On April 11, 1873, General Edward Canby was murdered by Modoc Indians. The word “murdered” is correct as he killed during peace negotiations, under a flag of truce, which is a crime under international law. Americans then were outraged about this, but General Beale (Truxtun’s father), at the risk of losing friends and his reputation, offered some perspective. What follows is a passage from Edward Fitzgerald Beale, a Pioneer in the Path of Empire, 1822-1903, which I am currently reading:
It required courage to tell the truth concerning the treatment of the Modocs which provoked their uprising, especially at a moment when the whole country was in mourning for the gallant Canby. It required courage and it meant unpopularity, but without hesitation General Beale stepped into the breach with the following letter, which was first published in The Republican of Chester, Pennsylvania, on April 25, 1873. It was widely copied throughout the country and helped to steady public opinion with the result that a more civilized view of the situation was taken by the Government. It was the last signal service that Beale was able to render his former wards. He did it cheerfully, though it cost him many friends in and out of the army.
General Beale’s letter reads:
In the heat of a great popular excitement caused by the loss of a most useful and exemplary officer, it is very doubtful if a fair judgment can be had in relation to the causes which have produced the event we all deplore. General Canby had served his country with such efficient zeal in two great wars, and was possessed of so many of the virtues which attached him to the community, that the intelligence of his death was received as a shock by the whole people of the United States. Perhaps there was not in the entire army a man whose public and private character stood so high, or who was more generally and justly beloved, and the manner of his death has added to the public grief a sentiment of bitterness toward the Indians which it seems nothing but their extermination will satisfy. With but few exceptions the press of the country is eagerly demanding blood for blood.
Let us pause for a moment before committing ourselves to a policy more savage and remorseless than that of the Modocs whom we propose to smite hip and thigh. Let us ask ourselves if we are not reaping what we have sown, and if the treachery to which the gallant and lamented Canby fell a victim is not the repetition of a lesson which we ourselves have taught these apt scholars, the Indians? Are we to think ourselves blameless when we recall the Chivington massacre? In that affair the Indians were invited to council under flags of truce, and the rites of hospitality, sacred even among the Bedouins of the desert, were violated as well as all military honor, for these poor wretches, while eating the sacred bread and salt, were ruthlessly fallen upon and slaughtered to the last man. The Piegan massacre was another affair in which we industriously taught the uncultivated savages the value of our pledges; and if we are correctly informed the very beginning of the Modoc war was an attempt while in the act of council to which they had been invited to make Captain Jack and two others prisoners. As to the bloody character of Indian warfare, as far as we can see, it is carried on by us with about the same zeal.
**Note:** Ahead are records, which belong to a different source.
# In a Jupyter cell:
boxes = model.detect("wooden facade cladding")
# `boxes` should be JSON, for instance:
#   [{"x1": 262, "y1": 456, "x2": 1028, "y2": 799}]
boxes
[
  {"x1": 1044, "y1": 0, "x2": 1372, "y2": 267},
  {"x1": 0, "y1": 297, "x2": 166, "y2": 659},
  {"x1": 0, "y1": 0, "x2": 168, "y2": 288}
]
We read of a sergeant in the service of the United States who in the late attack on the Modocs “took the scalp of Scar-face Charley who was found wounded in the lava beds.” And if we desire to feel very good and free from barbarism we have only to read what comes to us side by side with news from the Modocs of the humane and civilized treatment we are meting out to our brothers in Louisiana, who differ from us on political questions; or recall the massacre and robbery and mutilation of unoffending Chinese, which was committed in broad daylight by, American citizens in California a year or so ago.
The Modoc Indians are fighting for a right to live where God created them. The whole testimony of their neighbors when the war against them was first talked about, is to the effect that they were intelligent and inoffensive; and we have exasperated them by insisting on our right, which they do not see, to remove them to a distant and unknown country. Having been taught by us a violation of flags of truce, they have followed our example, and unhappily a noble victim to our teaching of falsehood and crime is the result; whereupon there goes out a cry of extermination throughout the land.
We enter our protest against this course, and we ask for justice and a calmer consideration by the public, of the Indian affairs of our country. We cannot restore the good men who have been killed, by an indiscriminate slaughter of all the tribe of the Modocs; and it does not become a Christian people to hunt to death the poor remnant of those from whom we have already taken the broad acres of thirty-seven states of this Union.
One of the things I have noticed about General Beale and his son is that they were not afraid to offend people if they believed that they were in the right. It sort of reminds me of how some people said that Ron Paul was “blaming America” for 9/11. No country is perfect, because every country is made up of imperfect people. The most important part is the be honest about our shortcomings, with the hope that we can all improve.